Bleaching Effect of Solo and Combined Kiwi Extract and Ozone and Their Impact on Enamel

August 30, 2024 updated by: Mona Bedier El Lakanay, Al-Azhar University
ozone therapy has been extensively used in dentistry to manage wounds healing, dental caries, oral lichen planus, gingivitis and periodontitis, halitosis, osteonecrosis of the jaw, post-surgical pain, plaque and biofilms, root canal treatment, dentin hypersensitivity, tempro-mandibular joint disorders and teeth whitening, And based on the above, in this study kiwi extract and ozone gas will be used individually and combined to evaluate the resultant effects on bleaching, enamel microhardness and micromorphology.

Study Overview

Status

Not yet recruiting

Conditions

Intervention / Treatment

Study Type

Interventional

Enrollment (Estimated)

40

Phase

  • Not Applicable

Participation Criteria

Researchers look for people who fit a certain description, called eligibility criteria. Some examples of these criteria are a person's general health condition or prior treatments.

Eligibility Criteria

Ages Eligible for Study

  • Adult

Accepts Healthy Volunteers

Yes

Description

Inclusion Criteria:

  • A total of the 40 participants aged between (18-35 years) with no gender prediction.
  • The participation will be entirely voluntary, and a signed statement of informed consent will be obtained prior to the start of the study.
  • Systemically healthy subject based on medical and drug histories, a subject requiring scaling and polishing with moderate calculus with at least two non-adjacent hypersensitive teeth with Schiff scale scores >1 with air blast stimulus.
  • Access to sound maxillary anterior teeth.
  • Vitapan classical shades should be A3 or darker and lighter shades are not included.

Exclusion Criteria:

  • Participants with poor oral hygiene.
  • Participants with missing anterior teeth.
  • Participants with unrealistic expectations.
  • Participants with dental caries, those undergoing orthodontic treatment.
  • Participants with a history of periodontal treatment, pregnant or lactating women and individuals with a history of asthma.
  • Those who are allergic to kiwi or ozone skin therapy were excluded from the study.
  • Smokers are excluded from the present study.

Study Plan

This section provides details of the study plan, including how the study is designed and what the study is measuring.

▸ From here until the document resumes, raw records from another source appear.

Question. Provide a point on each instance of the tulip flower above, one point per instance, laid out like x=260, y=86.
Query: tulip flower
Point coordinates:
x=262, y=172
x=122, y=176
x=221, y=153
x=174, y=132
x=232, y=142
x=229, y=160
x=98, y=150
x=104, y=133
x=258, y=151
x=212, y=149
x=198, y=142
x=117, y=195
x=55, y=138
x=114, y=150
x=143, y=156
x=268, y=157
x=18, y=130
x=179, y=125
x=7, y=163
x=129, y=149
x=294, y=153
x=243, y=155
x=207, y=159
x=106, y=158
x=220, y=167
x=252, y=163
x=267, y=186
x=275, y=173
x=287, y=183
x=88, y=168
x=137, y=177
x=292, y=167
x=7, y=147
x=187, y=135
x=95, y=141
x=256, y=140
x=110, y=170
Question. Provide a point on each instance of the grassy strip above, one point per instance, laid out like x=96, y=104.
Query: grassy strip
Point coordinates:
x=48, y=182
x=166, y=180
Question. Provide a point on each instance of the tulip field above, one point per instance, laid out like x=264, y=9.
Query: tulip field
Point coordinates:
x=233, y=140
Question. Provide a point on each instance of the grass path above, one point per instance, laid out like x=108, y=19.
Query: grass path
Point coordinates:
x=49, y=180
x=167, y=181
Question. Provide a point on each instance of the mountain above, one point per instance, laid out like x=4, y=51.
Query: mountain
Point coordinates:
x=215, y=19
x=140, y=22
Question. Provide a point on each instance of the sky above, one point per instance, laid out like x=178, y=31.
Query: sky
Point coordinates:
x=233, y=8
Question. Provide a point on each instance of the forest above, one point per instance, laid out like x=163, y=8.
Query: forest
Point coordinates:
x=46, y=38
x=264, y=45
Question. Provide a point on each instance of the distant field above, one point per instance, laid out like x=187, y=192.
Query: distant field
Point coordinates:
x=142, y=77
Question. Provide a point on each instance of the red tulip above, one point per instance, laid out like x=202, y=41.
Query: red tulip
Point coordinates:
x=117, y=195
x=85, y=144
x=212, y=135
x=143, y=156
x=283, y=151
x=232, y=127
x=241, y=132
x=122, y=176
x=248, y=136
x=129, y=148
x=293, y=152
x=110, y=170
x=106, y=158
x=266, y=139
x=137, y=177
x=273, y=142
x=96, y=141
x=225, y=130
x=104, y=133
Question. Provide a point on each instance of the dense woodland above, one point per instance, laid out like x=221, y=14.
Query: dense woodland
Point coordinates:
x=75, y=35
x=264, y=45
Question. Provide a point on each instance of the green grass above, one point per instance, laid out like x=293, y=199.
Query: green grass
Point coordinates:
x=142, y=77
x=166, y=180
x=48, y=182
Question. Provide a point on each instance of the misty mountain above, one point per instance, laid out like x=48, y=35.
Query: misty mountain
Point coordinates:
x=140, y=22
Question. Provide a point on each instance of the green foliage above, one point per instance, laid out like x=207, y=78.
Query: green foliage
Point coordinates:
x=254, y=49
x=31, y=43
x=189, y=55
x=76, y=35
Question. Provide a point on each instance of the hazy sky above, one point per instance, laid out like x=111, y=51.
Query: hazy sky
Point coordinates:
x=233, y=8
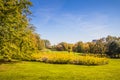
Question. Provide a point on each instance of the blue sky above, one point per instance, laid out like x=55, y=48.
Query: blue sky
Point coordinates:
x=76, y=20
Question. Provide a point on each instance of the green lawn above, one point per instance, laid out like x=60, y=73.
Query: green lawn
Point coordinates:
x=42, y=71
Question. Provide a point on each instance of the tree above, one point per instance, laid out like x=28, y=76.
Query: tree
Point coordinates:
x=14, y=32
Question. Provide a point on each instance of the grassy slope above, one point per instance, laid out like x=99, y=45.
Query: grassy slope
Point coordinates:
x=42, y=71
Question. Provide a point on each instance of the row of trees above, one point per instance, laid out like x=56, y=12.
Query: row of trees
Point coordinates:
x=17, y=36
x=109, y=45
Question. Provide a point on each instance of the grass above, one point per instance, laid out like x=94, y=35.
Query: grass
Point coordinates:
x=43, y=71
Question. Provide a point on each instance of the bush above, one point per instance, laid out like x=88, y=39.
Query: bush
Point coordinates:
x=66, y=58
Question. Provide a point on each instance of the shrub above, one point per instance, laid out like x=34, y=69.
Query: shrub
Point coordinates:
x=66, y=58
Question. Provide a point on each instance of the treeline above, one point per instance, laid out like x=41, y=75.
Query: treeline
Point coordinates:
x=17, y=37
x=109, y=45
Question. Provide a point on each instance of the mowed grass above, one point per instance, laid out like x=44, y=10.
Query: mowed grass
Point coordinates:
x=45, y=71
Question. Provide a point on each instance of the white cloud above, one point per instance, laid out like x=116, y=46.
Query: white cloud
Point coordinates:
x=71, y=28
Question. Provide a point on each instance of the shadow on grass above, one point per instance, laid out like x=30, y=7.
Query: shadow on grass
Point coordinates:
x=9, y=62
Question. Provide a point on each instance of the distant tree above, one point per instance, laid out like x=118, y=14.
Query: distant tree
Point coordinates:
x=78, y=47
x=47, y=43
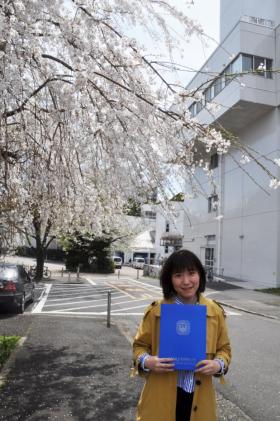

How is the study designed?

Design Details

  • Primary Purpose: Treatment
  • Allocation: Randomized
  • Interventional Model: Parallel Assignment
  • Masking: Single

Arms and Interventions

Participant Group / Arm
Intervention / Treatment
Experimental: bleaching with 2% kiwi extract.

The fresh pulpy kiwi will be bought 200 gm of kiwi fruits were cleaned, cut into round shapes and blended with 15 mL of distilled water in a blender to obtain about 50 mL of kiwi concentrate.

This concentrate will be filtered and then transferred into a cooling centrifuge to be processed at 2000 rpm for about 20 minutes at a temperature of 40°C.

The extract thus collected will be stored at 4°C till further use.
Device: Bleaching
Bleaching
Experimental: bleaching using 2,350 ppm ozone gas.

A 2,350 ppm ozone concentration at a 615 cc per minute flow rate will be supplied by a well-known ozone producing machine.

The ppm of ozone supplied will be verified via an ozone detection device, and the ozone flow rate will be verified by a flow meter directly before the start of the experiment.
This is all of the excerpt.